Dimension reduction methods of machine learning are suited for detecting latent factors of a broad set of asset prices. These factors can then be used to improve estimates of the covariance structure of price changes and – by extension – to improve the construction of a well-diversified minimum variance portfolio. Methods for dimension reduction include sparse principal components analysis, sparse partial least squares, and autoencoders. Both static and dynamic factor models can be built. Hyperparameters tuning can proceed in rolling training and validation samples. Empirical analysis suggests that that machine learning adds value to factor-based asset allocation in the equity market. Investors with moderate or conservative risk preferences would realize significant utility gains.

Conlon , Thomas, John Cotter, and Iason Kynigakis (2021), “Machine Learning and Factor-Based Portfolio Optimization”.
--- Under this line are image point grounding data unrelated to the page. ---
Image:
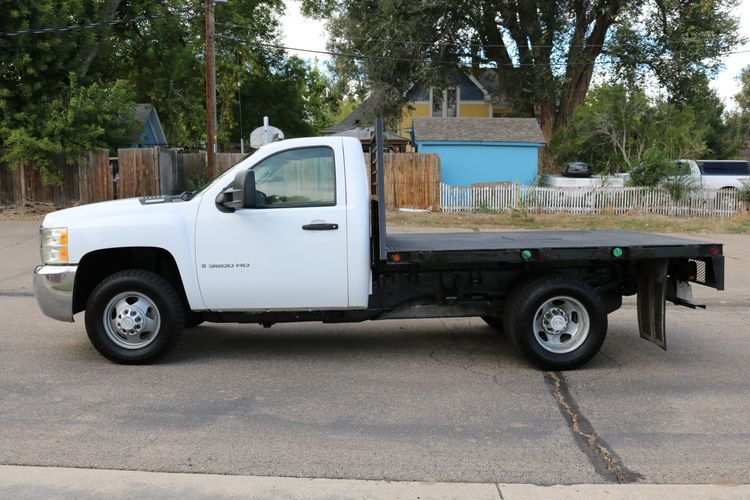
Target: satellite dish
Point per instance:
(258, 137)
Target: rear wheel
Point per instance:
(557, 323)
(134, 317)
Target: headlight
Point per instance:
(55, 245)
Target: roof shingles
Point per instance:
(478, 130)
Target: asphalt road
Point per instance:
(430, 400)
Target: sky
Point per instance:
(301, 32)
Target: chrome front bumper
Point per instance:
(53, 288)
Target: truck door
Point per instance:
(288, 253)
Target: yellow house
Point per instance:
(466, 98)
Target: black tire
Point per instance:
(557, 323)
(192, 319)
(134, 317)
(496, 322)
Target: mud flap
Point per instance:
(652, 294)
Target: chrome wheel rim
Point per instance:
(131, 320)
(561, 325)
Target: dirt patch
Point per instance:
(26, 211)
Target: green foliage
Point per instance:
(91, 117)
(64, 93)
(545, 52)
(617, 130)
(743, 193)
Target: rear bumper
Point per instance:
(53, 288)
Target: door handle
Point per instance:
(320, 227)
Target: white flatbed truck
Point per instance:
(296, 232)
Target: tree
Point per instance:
(738, 122)
(64, 91)
(545, 52)
(621, 130)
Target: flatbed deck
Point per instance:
(509, 246)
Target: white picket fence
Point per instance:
(588, 200)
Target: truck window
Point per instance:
(303, 177)
(724, 167)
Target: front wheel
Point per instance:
(134, 317)
(556, 322)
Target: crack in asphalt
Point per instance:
(602, 458)
(461, 350)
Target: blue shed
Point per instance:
(475, 150)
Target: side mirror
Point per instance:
(240, 194)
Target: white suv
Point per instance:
(717, 174)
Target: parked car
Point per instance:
(716, 174)
(577, 169)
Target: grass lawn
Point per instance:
(481, 221)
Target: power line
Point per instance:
(114, 22)
(414, 60)
(684, 40)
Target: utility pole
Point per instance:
(210, 92)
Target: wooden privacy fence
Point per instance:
(576, 200)
(153, 171)
(412, 180)
(141, 172)
(86, 181)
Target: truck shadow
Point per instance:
(432, 338)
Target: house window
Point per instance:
(444, 103)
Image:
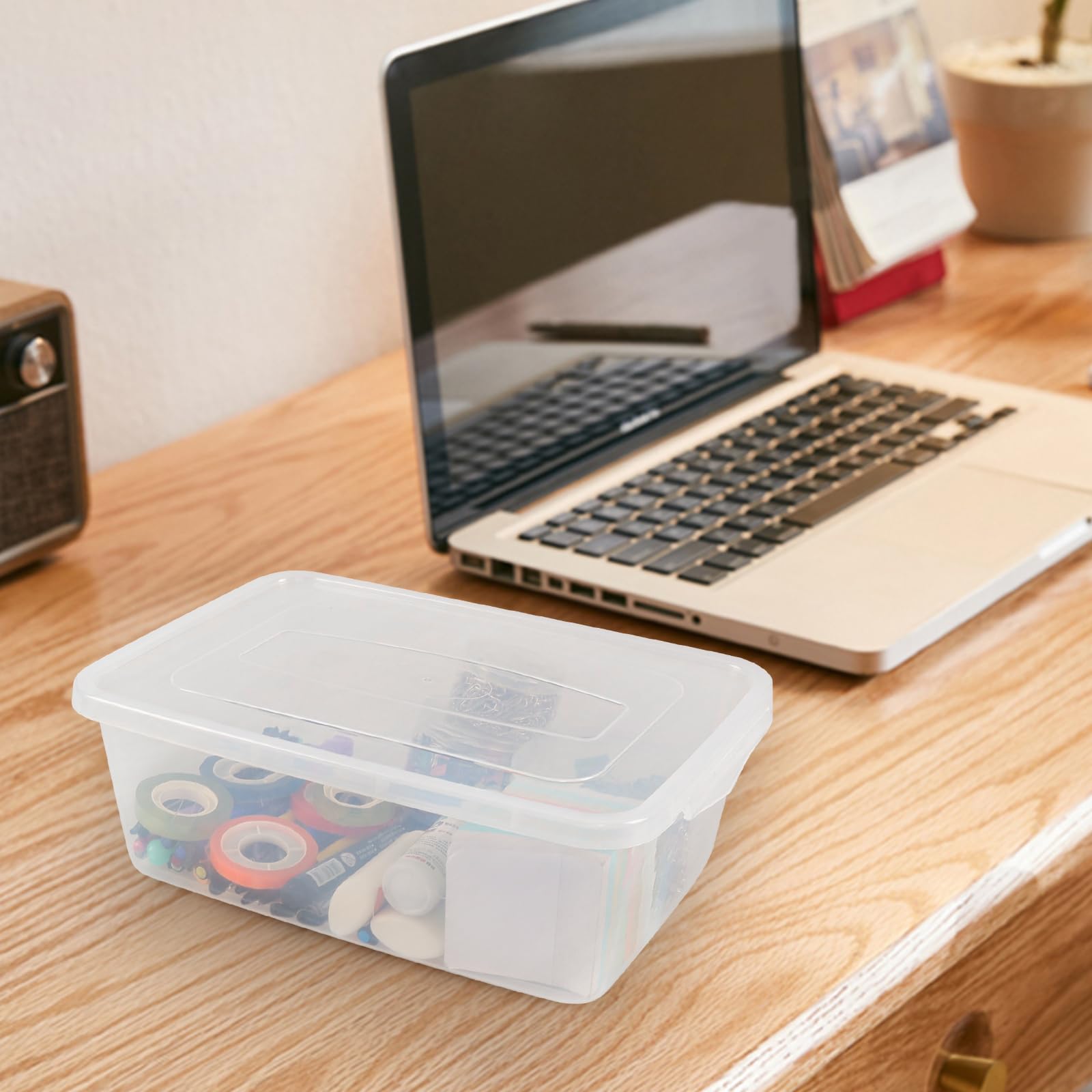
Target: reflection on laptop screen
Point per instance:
(609, 232)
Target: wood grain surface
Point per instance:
(885, 831)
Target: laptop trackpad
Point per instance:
(890, 565)
(977, 516)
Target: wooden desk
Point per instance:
(900, 852)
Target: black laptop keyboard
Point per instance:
(589, 402)
(713, 511)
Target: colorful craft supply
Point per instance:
(253, 789)
(261, 852)
(182, 807)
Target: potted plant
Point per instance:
(1022, 113)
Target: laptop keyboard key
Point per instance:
(722, 536)
(639, 551)
(680, 558)
(751, 547)
(676, 533)
(728, 560)
(915, 457)
(562, 540)
(840, 498)
(588, 527)
(684, 504)
(747, 522)
(704, 575)
(922, 400)
(602, 545)
(699, 520)
(948, 410)
(532, 533)
(612, 513)
(658, 516)
(662, 489)
(635, 529)
(778, 533)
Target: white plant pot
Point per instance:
(1026, 136)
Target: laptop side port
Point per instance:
(653, 609)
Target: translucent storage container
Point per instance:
(508, 797)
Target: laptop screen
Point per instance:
(605, 231)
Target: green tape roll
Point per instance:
(347, 809)
(182, 806)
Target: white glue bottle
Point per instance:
(415, 884)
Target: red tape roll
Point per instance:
(261, 852)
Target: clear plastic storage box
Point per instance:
(504, 796)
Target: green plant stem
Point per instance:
(1053, 14)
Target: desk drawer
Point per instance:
(1031, 982)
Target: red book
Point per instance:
(902, 280)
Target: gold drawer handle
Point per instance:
(960, 1073)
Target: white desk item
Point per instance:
(568, 781)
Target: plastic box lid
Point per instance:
(541, 728)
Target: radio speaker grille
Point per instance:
(38, 491)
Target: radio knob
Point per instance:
(35, 362)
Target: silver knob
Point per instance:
(36, 364)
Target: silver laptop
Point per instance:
(605, 229)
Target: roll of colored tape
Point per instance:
(305, 813)
(248, 784)
(261, 852)
(182, 806)
(347, 808)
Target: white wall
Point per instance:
(207, 180)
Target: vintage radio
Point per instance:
(43, 476)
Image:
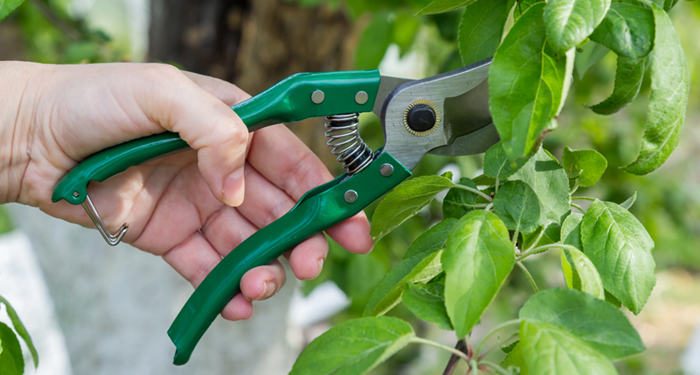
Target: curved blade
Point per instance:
(460, 98)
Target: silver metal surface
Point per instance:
(318, 97)
(461, 96)
(346, 144)
(361, 97)
(350, 196)
(112, 239)
(386, 170)
(386, 86)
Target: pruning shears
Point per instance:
(446, 114)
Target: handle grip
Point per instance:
(316, 211)
(287, 101)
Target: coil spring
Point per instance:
(344, 139)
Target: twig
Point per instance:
(529, 276)
(454, 359)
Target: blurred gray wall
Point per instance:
(114, 306)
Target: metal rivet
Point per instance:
(318, 97)
(350, 196)
(361, 97)
(386, 170)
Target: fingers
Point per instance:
(286, 162)
(205, 122)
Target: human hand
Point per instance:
(187, 208)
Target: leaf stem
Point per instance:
(574, 205)
(495, 367)
(419, 340)
(475, 191)
(529, 277)
(494, 346)
(493, 331)
(542, 249)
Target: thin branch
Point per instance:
(475, 191)
(493, 332)
(529, 277)
(499, 370)
(434, 344)
(542, 249)
(454, 358)
(574, 205)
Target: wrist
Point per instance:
(14, 129)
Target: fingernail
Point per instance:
(269, 289)
(233, 188)
(320, 268)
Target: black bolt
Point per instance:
(421, 118)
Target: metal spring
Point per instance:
(345, 142)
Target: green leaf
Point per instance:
(617, 243)
(11, 360)
(444, 6)
(7, 6)
(628, 82)
(427, 302)
(592, 320)
(628, 28)
(670, 85)
(526, 84)
(571, 230)
(570, 22)
(581, 274)
(481, 29)
(405, 28)
(431, 240)
(592, 54)
(21, 330)
(518, 206)
(587, 166)
(405, 201)
(458, 201)
(419, 269)
(629, 202)
(477, 259)
(497, 164)
(516, 358)
(551, 350)
(373, 43)
(548, 179)
(354, 347)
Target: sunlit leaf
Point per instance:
(526, 84)
(405, 201)
(551, 350)
(586, 166)
(619, 246)
(354, 347)
(670, 85)
(477, 259)
(518, 206)
(628, 28)
(570, 22)
(419, 269)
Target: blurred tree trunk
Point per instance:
(254, 44)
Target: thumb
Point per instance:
(207, 125)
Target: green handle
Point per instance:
(287, 101)
(316, 211)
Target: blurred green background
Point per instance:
(385, 34)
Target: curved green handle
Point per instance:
(316, 211)
(287, 101)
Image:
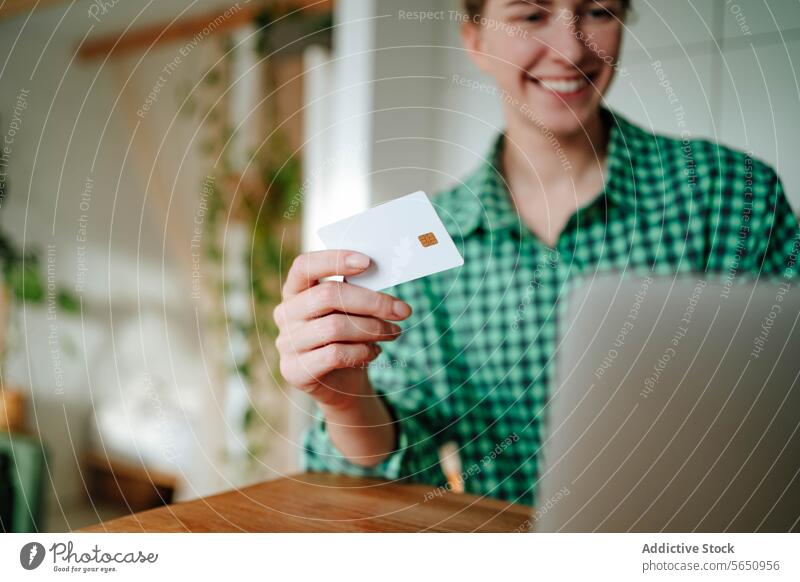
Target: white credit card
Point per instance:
(404, 238)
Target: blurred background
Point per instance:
(163, 162)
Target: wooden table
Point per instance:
(320, 502)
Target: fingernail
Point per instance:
(401, 309)
(355, 261)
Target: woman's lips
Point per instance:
(562, 86)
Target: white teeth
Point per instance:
(563, 85)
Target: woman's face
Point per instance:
(551, 59)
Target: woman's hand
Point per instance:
(328, 329)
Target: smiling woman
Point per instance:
(568, 189)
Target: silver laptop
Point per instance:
(676, 408)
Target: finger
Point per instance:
(311, 367)
(331, 296)
(337, 327)
(308, 268)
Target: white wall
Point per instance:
(138, 315)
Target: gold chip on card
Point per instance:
(428, 239)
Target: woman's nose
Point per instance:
(564, 40)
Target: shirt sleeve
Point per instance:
(410, 375)
(782, 233)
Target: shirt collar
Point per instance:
(487, 204)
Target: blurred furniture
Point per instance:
(321, 502)
(12, 410)
(22, 473)
(118, 482)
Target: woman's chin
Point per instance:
(567, 121)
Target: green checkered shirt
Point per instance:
(473, 364)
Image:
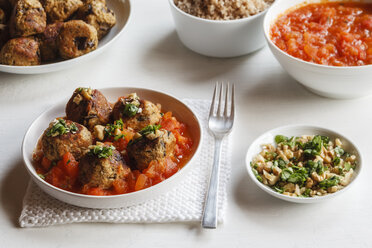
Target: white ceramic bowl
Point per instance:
(328, 81)
(219, 38)
(169, 103)
(122, 10)
(298, 130)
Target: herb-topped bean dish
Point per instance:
(305, 166)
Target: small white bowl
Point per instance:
(122, 10)
(328, 81)
(168, 103)
(299, 130)
(219, 38)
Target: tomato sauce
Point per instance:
(64, 173)
(327, 33)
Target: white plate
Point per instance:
(298, 130)
(169, 103)
(122, 10)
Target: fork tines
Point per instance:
(223, 97)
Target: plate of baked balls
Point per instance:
(40, 36)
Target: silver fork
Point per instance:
(220, 124)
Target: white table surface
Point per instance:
(149, 54)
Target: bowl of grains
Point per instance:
(220, 28)
(303, 164)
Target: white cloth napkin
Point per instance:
(184, 203)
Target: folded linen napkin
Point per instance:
(184, 203)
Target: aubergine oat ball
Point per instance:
(21, 51)
(76, 38)
(6, 6)
(48, 42)
(148, 146)
(61, 10)
(101, 166)
(97, 14)
(28, 18)
(136, 113)
(88, 107)
(64, 136)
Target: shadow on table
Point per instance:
(177, 58)
(13, 189)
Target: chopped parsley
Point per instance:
(285, 140)
(101, 151)
(110, 129)
(294, 174)
(60, 127)
(339, 151)
(315, 167)
(130, 110)
(255, 172)
(149, 129)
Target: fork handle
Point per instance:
(210, 208)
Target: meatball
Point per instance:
(64, 136)
(101, 166)
(88, 107)
(21, 51)
(135, 113)
(48, 41)
(97, 14)
(28, 18)
(61, 10)
(148, 146)
(76, 39)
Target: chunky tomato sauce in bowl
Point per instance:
(324, 45)
(62, 178)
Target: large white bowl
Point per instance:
(299, 130)
(217, 38)
(122, 10)
(169, 103)
(328, 81)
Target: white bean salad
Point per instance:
(305, 166)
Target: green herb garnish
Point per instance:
(339, 151)
(60, 127)
(110, 128)
(327, 183)
(149, 129)
(347, 166)
(255, 172)
(336, 161)
(130, 110)
(278, 189)
(315, 166)
(285, 140)
(306, 193)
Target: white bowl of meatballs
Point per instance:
(110, 148)
(40, 36)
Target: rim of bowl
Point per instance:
(28, 162)
(173, 5)
(48, 65)
(315, 65)
(303, 199)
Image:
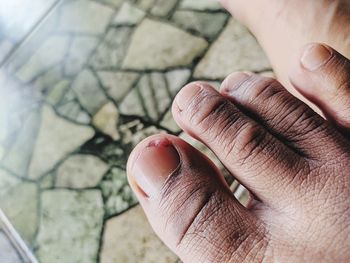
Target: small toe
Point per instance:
(249, 151)
(322, 75)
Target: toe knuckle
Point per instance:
(265, 88)
(248, 142)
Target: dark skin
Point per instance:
(295, 163)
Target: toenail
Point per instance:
(154, 165)
(186, 95)
(315, 56)
(235, 80)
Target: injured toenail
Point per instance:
(154, 165)
(186, 95)
(234, 81)
(315, 56)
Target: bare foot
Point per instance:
(284, 26)
(295, 163)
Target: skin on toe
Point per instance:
(286, 28)
(322, 75)
(188, 203)
(240, 142)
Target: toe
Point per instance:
(291, 120)
(254, 156)
(323, 76)
(189, 204)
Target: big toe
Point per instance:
(322, 75)
(190, 206)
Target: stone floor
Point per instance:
(81, 83)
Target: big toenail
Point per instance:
(234, 81)
(155, 164)
(315, 56)
(186, 95)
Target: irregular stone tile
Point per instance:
(47, 182)
(73, 111)
(201, 5)
(113, 3)
(169, 122)
(110, 151)
(163, 7)
(79, 52)
(57, 138)
(116, 192)
(89, 94)
(57, 92)
(242, 195)
(128, 15)
(168, 47)
(50, 53)
(18, 156)
(145, 4)
(84, 16)
(49, 79)
(106, 120)
(139, 243)
(117, 84)
(236, 49)
(81, 171)
(7, 252)
(20, 16)
(7, 182)
(131, 105)
(134, 132)
(154, 94)
(206, 24)
(71, 224)
(110, 53)
(20, 204)
(176, 79)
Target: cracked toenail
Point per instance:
(315, 56)
(185, 96)
(154, 165)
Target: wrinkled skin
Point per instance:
(295, 163)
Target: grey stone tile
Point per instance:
(83, 16)
(117, 84)
(86, 87)
(162, 50)
(153, 94)
(80, 171)
(57, 137)
(19, 201)
(116, 192)
(112, 49)
(49, 54)
(206, 24)
(18, 156)
(237, 44)
(106, 120)
(70, 228)
(78, 54)
(163, 7)
(139, 243)
(201, 5)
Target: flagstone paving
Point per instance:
(94, 78)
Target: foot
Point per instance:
(292, 161)
(289, 25)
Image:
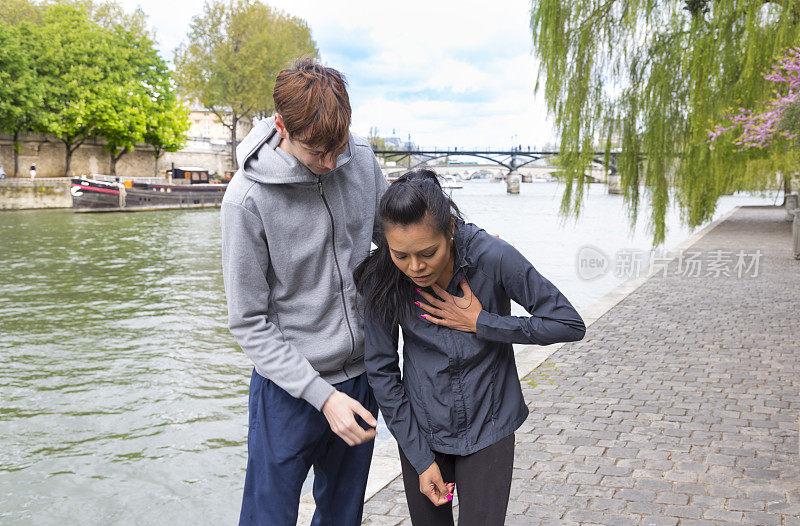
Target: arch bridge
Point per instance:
(512, 159)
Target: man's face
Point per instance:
(311, 157)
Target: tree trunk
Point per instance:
(156, 155)
(234, 122)
(16, 153)
(115, 159)
(68, 160)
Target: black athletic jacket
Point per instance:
(460, 391)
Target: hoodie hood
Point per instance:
(260, 161)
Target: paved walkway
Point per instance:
(679, 407)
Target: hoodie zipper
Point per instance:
(339, 270)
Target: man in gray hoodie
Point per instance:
(297, 218)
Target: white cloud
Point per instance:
(450, 73)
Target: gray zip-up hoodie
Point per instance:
(290, 242)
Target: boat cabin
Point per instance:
(192, 175)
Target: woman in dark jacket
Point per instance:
(454, 411)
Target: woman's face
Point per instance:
(421, 252)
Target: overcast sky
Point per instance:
(449, 73)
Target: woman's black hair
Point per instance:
(415, 196)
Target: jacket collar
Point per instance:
(460, 240)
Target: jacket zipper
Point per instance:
(339, 270)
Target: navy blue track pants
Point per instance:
(288, 436)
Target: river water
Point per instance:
(124, 397)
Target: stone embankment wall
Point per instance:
(49, 156)
(19, 194)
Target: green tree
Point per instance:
(657, 76)
(74, 63)
(231, 55)
(20, 88)
(134, 96)
(167, 127)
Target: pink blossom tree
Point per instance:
(776, 119)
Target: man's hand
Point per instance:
(451, 311)
(341, 411)
(432, 485)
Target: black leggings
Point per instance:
(483, 482)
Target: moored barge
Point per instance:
(183, 188)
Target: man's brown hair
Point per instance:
(313, 101)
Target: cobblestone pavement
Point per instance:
(679, 407)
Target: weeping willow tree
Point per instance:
(648, 80)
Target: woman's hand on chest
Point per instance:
(459, 313)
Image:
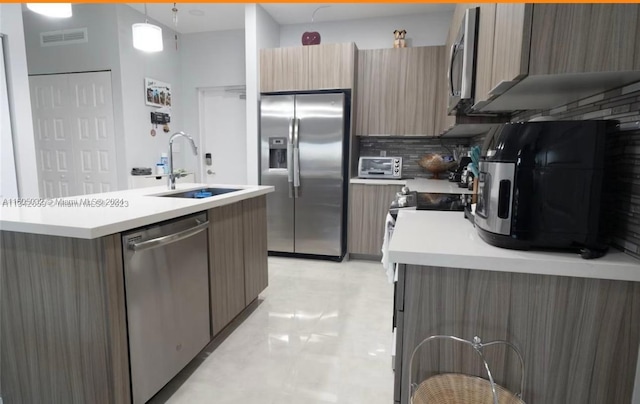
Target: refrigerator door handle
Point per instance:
(290, 158)
(296, 158)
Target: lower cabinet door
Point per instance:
(226, 264)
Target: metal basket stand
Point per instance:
(458, 388)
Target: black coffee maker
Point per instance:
(542, 187)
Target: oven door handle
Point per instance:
(168, 239)
(450, 72)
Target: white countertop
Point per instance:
(447, 239)
(418, 184)
(140, 208)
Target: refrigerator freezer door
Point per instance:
(318, 208)
(276, 114)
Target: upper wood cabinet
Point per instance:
(284, 69)
(398, 91)
(314, 67)
(545, 55)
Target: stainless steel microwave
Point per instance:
(380, 167)
(462, 60)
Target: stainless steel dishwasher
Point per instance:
(167, 293)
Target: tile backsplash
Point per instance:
(411, 149)
(622, 184)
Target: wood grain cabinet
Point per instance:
(398, 91)
(237, 258)
(314, 67)
(367, 215)
(255, 247)
(578, 336)
(226, 264)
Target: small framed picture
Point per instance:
(157, 93)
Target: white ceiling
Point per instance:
(222, 16)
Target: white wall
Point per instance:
(224, 136)
(143, 150)
(209, 59)
(261, 32)
(99, 53)
(18, 90)
(373, 33)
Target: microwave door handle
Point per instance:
(296, 158)
(290, 159)
(450, 72)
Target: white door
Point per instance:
(8, 181)
(74, 133)
(223, 128)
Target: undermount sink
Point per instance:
(201, 193)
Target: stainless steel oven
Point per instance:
(462, 60)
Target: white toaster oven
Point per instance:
(380, 167)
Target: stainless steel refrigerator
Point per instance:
(304, 149)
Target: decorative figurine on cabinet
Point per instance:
(399, 42)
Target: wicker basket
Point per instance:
(456, 388)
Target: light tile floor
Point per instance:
(322, 334)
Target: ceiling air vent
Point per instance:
(63, 37)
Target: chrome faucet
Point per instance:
(172, 176)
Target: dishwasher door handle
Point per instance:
(168, 239)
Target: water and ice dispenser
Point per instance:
(277, 152)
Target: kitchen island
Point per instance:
(576, 322)
(63, 314)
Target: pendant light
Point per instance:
(54, 10)
(147, 37)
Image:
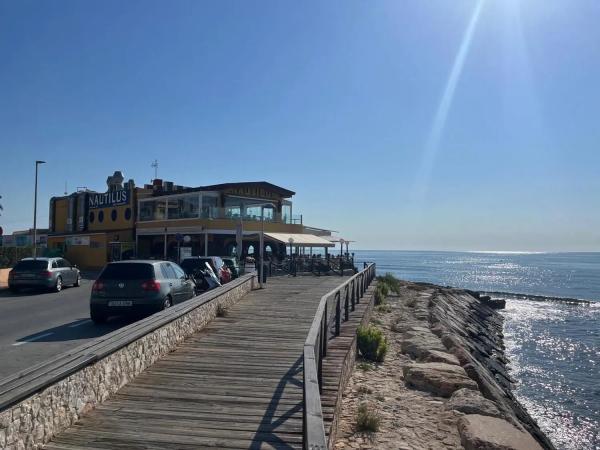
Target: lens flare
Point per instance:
(441, 116)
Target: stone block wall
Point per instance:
(34, 421)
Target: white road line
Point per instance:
(83, 322)
(35, 338)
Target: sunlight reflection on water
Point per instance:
(553, 347)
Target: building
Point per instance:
(167, 221)
(90, 228)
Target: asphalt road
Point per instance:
(35, 325)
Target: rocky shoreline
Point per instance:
(445, 382)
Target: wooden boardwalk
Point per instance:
(235, 384)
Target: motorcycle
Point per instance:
(204, 280)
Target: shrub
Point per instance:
(364, 366)
(391, 282)
(372, 344)
(384, 308)
(367, 420)
(381, 292)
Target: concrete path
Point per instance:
(236, 384)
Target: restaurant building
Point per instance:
(163, 220)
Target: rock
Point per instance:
(469, 401)
(438, 378)
(419, 341)
(490, 433)
(495, 303)
(437, 356)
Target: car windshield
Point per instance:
(128, 271)
(192, 264)
(31, 264)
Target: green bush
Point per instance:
(372, 344)
(391, 282)
(367, 420)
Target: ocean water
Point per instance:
(553, 347)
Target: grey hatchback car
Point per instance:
(138, 287)
(46, 273)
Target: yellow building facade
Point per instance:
(163, 220)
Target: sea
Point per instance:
(552, 343)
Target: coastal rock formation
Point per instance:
(444, 383)
(490, 433)
(469, 401)
(438, 378)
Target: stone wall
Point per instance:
(33, 421)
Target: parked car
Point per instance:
(233, 266)
(138, 286)
(46, 273)
(216, 264)
(201, 274)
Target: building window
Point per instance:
(185, 207)
(210, 206)
(152, 210)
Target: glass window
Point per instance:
(186, 207)
(178, 271)
(152, 210)
(127, 271)
(168, 271)
(210, 205)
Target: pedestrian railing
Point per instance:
(334, 307)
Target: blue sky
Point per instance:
(339, 101)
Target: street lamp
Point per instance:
(262, 242)
(292, 267)
(37, 163)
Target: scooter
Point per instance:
(204, 280)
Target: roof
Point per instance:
(285, 193)
(300, 239)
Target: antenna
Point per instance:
(155, 166)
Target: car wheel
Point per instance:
(58, 285)
(97, 317)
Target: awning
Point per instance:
(300, 240)
(336, 239)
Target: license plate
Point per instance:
(120, 303)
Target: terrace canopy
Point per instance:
(300, 240)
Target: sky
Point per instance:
(437, 125)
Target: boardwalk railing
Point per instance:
(345, 297)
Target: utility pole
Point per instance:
(155, 166)
(37, 163)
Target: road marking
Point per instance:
(83, 322)
(35, 338)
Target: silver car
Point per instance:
(46, 273)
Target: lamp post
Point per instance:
(262, 242)
(37, 163)
(292, 267)
(261, 267)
The below are quotes from the paper and some other sources which are linked next to the quote. Emphasis, headings, and text in brackets have been added for clarity.

This post ties in with this site’s summary on “Quantitative methods for macro information efficiency“, particularly the section on dimension reduction.

Using factors for reduction of portfolio variance

“The presence of factor structure in asset returns has been widely accepted in the economic literature…We examine the characteristics and benefits of latent factors generated from machine learning dimensionality reduction techniques for asset allocation. The analysis is conducted under the framework of factor-based covariance matrices used to construct minimum-variance portfolios.”

We focus…on minimum-variance portfolios…It requires only estimates of the covariance matrix, which are often considered to be more accurate than the estimates of the means [that are used in] the mean-variance criterion of Markowitz [and] that have been found to be the principal source of estimation risk.”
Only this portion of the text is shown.